1. Install the TowPro module, and wire in under the rear seat. Used 2 of the 4 wires available. The Blue orange one I did not use, as there has been conflicting reports on weather it works, so ran my own brake wire (red). TowPro black wire - Power was taken off the Yellow / Red constant 12v, and fused to Fl13 fuse in the main fuse panel (Picture 1 and 2 ). Confirmed no power when fuse pulled.
TowPro white wire - ground. Good ground point to chases under where TowPro mounted.
TowPro Blue wire - Control wire to Grey wire. This was modified at the rear of vehicle (explain later).
TowPro Red ran my own to rear of vehicle from grommet in the floor, and sheathed in flex split conduit.
2. Rear of vehicle. There is a 400mm wiring loom extension on this Quartermaster, which makes access easy. (picture 3, and 4)

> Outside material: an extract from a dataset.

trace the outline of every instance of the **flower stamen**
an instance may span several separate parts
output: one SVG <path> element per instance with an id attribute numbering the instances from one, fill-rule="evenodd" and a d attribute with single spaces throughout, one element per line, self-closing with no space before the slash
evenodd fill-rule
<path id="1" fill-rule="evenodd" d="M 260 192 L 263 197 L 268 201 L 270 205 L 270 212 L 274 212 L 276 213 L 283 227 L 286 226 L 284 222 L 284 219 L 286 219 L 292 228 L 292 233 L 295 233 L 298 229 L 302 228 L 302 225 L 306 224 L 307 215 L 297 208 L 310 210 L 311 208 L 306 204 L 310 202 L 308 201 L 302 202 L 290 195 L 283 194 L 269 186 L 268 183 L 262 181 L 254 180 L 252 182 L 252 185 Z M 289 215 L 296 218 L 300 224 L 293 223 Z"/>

Looking at the wires coming to the connecter, the grey has no pin on the pigtail. I ended up using pin 8 reverse for the Control wire, as there is no pin 12 in the plug, and can't source in FNQ a pin puller to remove it from the 13 pin socket. I was able to use a small jewlers screwdriver to remove the purple wire in the connector of the short loom which is the Reverse light wire (pin 8 in the socket) I moved this pin to the one that correlated with the grey wire fed into, but had nothing coming off.
3. Connected the Redarc diode in line with the red wire and blue / orange of the wiring loom. Wire coming from car or signal - to orange of diode. Red wire to red feed from under the seat. Other red end to the blue orange going to socket.
4. At my 13 pin to 7 pin flat. Was able to take the blue wire from pin 12, and move it to pin 8. I taped and folded this brown reverse wire back up into the loom Will re instate if I ever need a reversing light on a trailer (picture 5) I do get a reverse lamp warning when going into reverse, but I know why. Goes away when I shift out of reverse.
5. Running the control knob - I checked first if the system worked and calibrated before running this wire. It worked flawlessly! I then ran my extended wire from under the back seat to under the panel at the bottom of the door. I then ran it up under the rubber seal on the inside of the rear door, and up under the interior ceiling to the rear of the cab. Pulled the plastic trim piece from above the window, and exposed gap between the ceiling and roof. Undid the four screws on the upper control panel end, and was able to unsnap and swing the panel down. Found a clear spot and drilled a small hole, and used a step drill to enlarge it to fit the control knob. I fed a wire puller under the roof liner and roof to the back of the cab. fished it out, and taped the cable to it. was easy to pull through. Plugged into control knob, and closed everything up again. (Picture 6 and 7)
Happy with today's progress, and no sparks when I plugged the fuse back in.